Last week we saw how all the different promises of God come together in Christ. He is our King, our Priest, and our Prophet. He is the new and better Moses leading the new and better Exodus: the rescue of God’s people. Jesus is the Temple, the meeting palce between mand and God. And he is the Passover Lamb. The sacrifice that can protect us from the angel of death. His body is broken for us. His blood shed for us. He is the Suffering Servant the prophet Isaiah saw. He is the King the prophet Zecahriah saw. He is the LORD – Yahweh - coming to his Temple from Malachi.
Again and again we see that Jesus fulfils Scripture. Someone counted up all the prophecies that Jesus fulfilled – somewhere between 300 and 400, depending on how you count (some people count one verse saying two things as two prophecies, others one)! And Jesus fulfilled all of them. Every single one. Statistically impossible to do by random chance – the only way to fulfil these prophecies is if you are the one who was prophesied!

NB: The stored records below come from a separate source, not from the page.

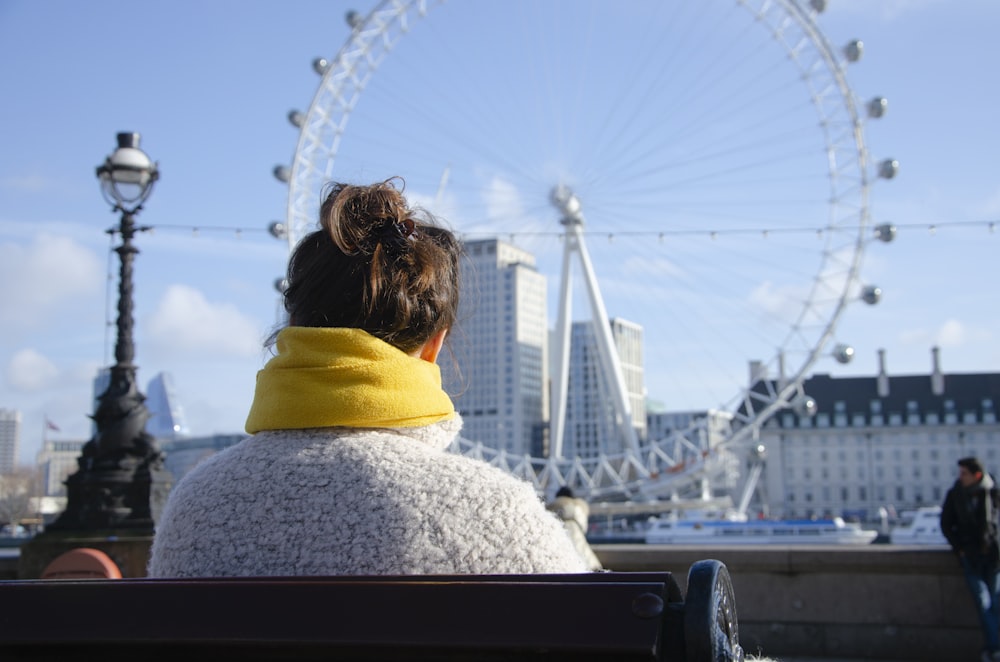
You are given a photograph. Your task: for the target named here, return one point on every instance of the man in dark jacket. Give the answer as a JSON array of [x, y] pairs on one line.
[[969, 522]]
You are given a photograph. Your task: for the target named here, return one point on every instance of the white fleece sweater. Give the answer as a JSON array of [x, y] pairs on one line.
[[341, 501]]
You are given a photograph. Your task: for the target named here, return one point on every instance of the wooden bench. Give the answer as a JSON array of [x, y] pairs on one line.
[[598, 616]]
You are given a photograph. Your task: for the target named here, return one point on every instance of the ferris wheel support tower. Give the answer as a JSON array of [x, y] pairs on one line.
[[569, 205]]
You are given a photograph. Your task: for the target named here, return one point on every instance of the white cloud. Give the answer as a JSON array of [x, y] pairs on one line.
[[41, 277], [503, 201], [185, 321], [30, 371], [990, 207], [886, 10], [26, 183], [952, 333]]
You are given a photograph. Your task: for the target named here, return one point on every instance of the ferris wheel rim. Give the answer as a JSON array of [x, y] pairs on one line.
[[373, 38]]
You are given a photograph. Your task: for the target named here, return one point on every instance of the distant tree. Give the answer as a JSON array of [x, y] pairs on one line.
[[17, 488]]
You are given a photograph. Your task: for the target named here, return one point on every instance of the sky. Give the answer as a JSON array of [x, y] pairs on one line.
[[686, 136]]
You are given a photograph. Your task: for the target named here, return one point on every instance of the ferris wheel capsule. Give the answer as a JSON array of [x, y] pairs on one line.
[[877, 107], [854, 50], [843, 353], [885, 232], [805, 405], [320, 65], [278, 230], [888, 168], [871, 295]]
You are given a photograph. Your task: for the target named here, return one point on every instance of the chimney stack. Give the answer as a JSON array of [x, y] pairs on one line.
[[882, 382], [937, 377]]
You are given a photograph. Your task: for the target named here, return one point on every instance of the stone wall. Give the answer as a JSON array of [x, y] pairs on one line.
[[877, 602]]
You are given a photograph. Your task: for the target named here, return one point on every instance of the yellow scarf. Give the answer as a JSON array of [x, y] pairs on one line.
[[324, 377]]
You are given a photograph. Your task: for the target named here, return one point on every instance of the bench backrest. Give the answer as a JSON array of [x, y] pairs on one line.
[[620, 616]]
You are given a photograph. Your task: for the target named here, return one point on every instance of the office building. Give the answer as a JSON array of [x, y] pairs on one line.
[[10, 438], [497, 373], [592, 425], [56, 461]]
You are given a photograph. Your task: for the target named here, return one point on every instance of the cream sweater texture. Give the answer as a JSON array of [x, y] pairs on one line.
[[340, 501]]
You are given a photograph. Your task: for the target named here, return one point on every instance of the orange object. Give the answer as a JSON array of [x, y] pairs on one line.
[[82, 563]]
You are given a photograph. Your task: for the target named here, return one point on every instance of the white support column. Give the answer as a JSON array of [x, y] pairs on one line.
[[560, 383], [564, 199]]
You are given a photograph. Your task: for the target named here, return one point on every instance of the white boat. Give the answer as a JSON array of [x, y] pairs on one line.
[[922, 527], [727, 531]]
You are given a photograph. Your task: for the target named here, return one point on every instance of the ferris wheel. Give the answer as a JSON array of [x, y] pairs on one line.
[[717, 149]]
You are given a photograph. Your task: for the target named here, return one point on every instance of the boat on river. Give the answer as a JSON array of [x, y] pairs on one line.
[[921, 527], [742, 531]]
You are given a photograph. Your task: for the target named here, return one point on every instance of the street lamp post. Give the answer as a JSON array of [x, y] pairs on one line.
[[120, 482]]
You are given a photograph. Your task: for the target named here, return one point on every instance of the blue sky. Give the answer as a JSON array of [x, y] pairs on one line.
[[508, 100]]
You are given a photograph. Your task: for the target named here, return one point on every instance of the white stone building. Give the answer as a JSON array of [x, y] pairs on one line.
[[881, 442]]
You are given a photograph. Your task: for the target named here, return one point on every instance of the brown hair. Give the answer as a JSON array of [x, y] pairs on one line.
[[375, 264]]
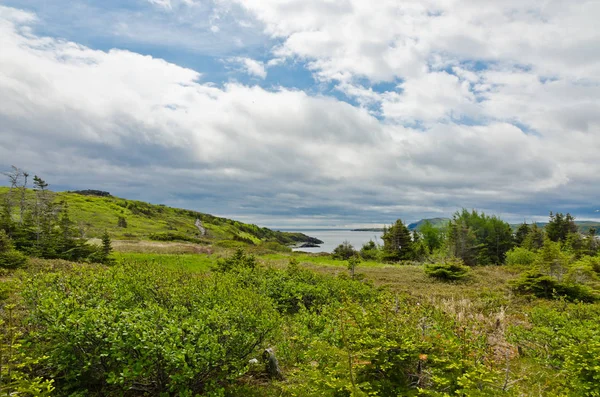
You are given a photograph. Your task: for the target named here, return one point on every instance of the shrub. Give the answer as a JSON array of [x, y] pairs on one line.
[[274, 246], [12, 259], [343, 251], [170, 236], [451, 269], [369, 251], [548, 287], [231, 244], [520, 257], [141, 329], [9, 257]]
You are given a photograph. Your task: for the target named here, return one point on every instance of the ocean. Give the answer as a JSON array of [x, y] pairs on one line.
[[334, 237]]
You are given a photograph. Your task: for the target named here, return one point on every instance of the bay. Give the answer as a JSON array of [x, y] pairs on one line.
[[334, 237]]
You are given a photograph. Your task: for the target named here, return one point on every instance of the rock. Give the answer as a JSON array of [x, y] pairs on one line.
[[200, 227], [309, 245]]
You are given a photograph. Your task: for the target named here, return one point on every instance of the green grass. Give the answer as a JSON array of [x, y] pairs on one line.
[[188, 262], [93, 215]]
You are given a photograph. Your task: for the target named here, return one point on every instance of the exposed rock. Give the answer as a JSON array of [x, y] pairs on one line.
[[309, 245], [200, 227]]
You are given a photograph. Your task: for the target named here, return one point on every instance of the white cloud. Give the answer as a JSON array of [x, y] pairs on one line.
[[250, 66], [125, 121]]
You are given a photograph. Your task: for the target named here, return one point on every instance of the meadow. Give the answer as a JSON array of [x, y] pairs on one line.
[[225, 316]]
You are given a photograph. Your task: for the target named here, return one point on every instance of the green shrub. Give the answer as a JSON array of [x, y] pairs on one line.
[[343, 251], [451, 269], [12, 259], [369, 251], [231, 244], [548, 287], [275, 246], [520, 257], [142, 328], [171, 236], [564, 340]]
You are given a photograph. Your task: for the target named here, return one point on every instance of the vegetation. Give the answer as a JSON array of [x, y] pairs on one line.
[[469, 309]]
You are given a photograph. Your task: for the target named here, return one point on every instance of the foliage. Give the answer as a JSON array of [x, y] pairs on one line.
[[433, 236], [560, 226], [534, 239], [521, 233], [397, 243], [343, 251], [548, 287], [16, 364], [520, 257], [479, 239], [9, 257], [564, 342], [369, 251], [142, 328], [452, 269], [173, 236], [238, 261]]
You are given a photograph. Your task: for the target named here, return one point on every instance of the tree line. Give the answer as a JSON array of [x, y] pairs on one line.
[[37, 224], [473, 237]]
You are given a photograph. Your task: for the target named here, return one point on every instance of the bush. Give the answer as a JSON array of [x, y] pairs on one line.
[[141, 329], [9, 257], [520, 257], [231, 244], [274, 246], [343, 251], [369, 251], [170, 236], [451, 269], [548, 287], [12, 259]]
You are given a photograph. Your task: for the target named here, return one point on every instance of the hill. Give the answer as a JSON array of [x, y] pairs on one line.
[[436, 222], [95, 211]]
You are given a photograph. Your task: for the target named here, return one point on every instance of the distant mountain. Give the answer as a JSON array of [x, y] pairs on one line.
[[94, 211], [436, 222], [583, 226]]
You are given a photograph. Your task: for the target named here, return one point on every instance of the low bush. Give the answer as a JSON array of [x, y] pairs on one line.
[[343, 251], [548, 287], [449, 270], [520, 257], [138, 328], [171, 236]]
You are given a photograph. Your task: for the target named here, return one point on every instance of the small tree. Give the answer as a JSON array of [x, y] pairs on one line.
[[343, 251], [397, 243], [122, 222], [353, 262], [369, 251], [451, 270], [9, 257]]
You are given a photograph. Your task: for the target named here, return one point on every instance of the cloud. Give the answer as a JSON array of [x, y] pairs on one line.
[[446, 132], [250, 66]]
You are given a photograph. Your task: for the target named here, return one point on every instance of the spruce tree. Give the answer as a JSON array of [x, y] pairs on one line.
[[397, 243]]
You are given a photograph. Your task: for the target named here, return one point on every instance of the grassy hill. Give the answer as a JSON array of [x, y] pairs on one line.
[[436, 222], [93, 214]]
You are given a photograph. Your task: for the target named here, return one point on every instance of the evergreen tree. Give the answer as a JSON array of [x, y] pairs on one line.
[[397, 243], [534, 239], [106, 248], [479, 239], [521, 234], [560, 226], [432, 236]]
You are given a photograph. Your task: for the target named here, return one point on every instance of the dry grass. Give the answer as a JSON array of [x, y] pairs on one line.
[[159, 247]]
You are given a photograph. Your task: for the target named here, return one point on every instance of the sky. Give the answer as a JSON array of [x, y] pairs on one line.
[[309, 113]]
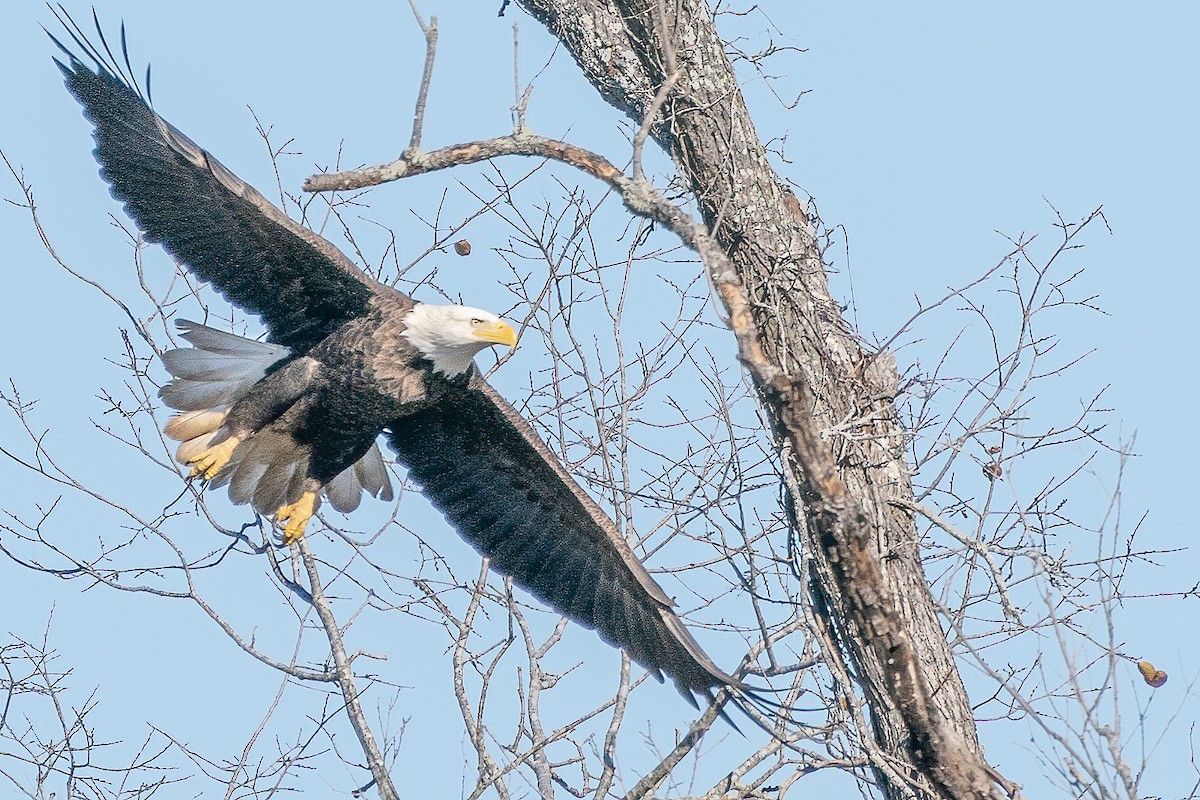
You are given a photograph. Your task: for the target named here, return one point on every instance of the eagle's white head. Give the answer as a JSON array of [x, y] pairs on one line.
[[450, 336]]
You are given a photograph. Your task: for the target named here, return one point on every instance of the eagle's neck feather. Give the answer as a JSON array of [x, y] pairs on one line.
[[432, 331]]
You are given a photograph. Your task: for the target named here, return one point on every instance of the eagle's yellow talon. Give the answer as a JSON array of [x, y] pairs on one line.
[[210, 462], [295, 516]]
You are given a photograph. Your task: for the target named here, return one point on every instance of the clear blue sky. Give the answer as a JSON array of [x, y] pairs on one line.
[[924, 132]]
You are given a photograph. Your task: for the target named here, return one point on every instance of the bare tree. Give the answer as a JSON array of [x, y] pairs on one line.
[[807, 501]]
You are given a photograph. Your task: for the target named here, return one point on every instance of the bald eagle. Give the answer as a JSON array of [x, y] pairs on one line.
[[293, 420]]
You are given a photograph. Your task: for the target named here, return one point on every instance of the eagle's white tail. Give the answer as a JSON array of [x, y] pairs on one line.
[[215, 373]]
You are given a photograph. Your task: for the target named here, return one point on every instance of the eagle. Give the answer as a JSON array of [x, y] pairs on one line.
[[292, 421]]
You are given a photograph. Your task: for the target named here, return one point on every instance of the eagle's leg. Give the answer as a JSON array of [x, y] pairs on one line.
[[294, 517], [209, 462]]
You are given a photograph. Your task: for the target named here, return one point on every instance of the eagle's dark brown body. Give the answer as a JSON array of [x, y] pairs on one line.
[[340, 367]]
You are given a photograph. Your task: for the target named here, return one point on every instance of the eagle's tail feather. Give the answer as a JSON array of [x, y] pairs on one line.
[[268, 469]]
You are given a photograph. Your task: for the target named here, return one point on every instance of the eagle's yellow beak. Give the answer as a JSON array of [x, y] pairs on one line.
[[498, 332]]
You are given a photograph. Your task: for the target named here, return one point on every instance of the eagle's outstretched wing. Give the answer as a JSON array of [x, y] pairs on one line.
[[220, 227], [503, 489]]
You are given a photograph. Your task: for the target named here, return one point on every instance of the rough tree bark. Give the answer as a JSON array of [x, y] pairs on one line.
[[829, 401]]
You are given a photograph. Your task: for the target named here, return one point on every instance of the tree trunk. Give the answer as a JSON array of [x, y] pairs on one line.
[[831, 403]]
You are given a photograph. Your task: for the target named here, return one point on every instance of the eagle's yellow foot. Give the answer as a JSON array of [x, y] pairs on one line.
[[209, 462], [297, 516]]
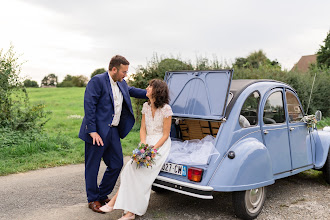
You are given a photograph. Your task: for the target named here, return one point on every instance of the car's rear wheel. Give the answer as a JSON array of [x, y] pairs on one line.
[[158, 189], [248, 204], [326, 169]]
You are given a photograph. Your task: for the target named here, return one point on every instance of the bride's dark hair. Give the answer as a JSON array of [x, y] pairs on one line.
[[160, 92]]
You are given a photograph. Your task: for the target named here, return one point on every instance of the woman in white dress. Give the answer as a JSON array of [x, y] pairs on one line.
[[134, 191]]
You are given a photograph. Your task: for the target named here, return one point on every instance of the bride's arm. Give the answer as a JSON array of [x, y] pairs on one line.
[[166, 132], [143, 132]]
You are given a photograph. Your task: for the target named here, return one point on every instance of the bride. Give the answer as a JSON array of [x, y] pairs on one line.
[[134, 191]]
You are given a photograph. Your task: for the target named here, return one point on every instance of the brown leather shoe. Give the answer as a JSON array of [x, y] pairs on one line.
[[104, 201], [95, 206]]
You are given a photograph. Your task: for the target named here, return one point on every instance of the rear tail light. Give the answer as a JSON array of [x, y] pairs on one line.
[[195, 174]]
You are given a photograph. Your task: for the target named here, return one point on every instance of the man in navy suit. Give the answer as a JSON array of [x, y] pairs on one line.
[[108, 117]]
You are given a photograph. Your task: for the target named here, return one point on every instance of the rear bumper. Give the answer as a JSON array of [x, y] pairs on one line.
[[202, 192]]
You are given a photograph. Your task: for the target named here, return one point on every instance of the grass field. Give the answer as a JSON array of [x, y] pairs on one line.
[[60, 145]]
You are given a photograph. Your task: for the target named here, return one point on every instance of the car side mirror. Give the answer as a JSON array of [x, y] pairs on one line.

Have assurance. This is true. This is the gospel: Christ Jesus came to save sinners. Do you think he would bother with all this if that weren’t true. He could have blasted all these fools out of the garden with a word. But he didn’t, because this is why he came. He, the perfect man, came to take our place. He came to be found guilty, to die a sinners death, so that you and I can be found righteous, and live for him. And he rose to life again

He came because we are weak. So if you’re feeling like a failure. If you are agonising over sins that you just keep committing, over sins that you choose to do – remember the disciples, and remember that they ran away from Jesus! And he knew they would. And yet he carried on to the cross so that he could forgive them, and so that he could forgive you.

Yes, sin is serious. Yes it is painful and ugly and damaging. But it can be forgiven. Our confidence is not in ourselves. But our confidence is in Christ.

We may be weak, but Jesus is strong. He knows our weakness, knows our guilt – and has covered it.
Pray without fear. Pray without guilt. Come to him knowing your darkest secrets are covered. And walk in new life, to his praise and glory. Hooray for Jesus!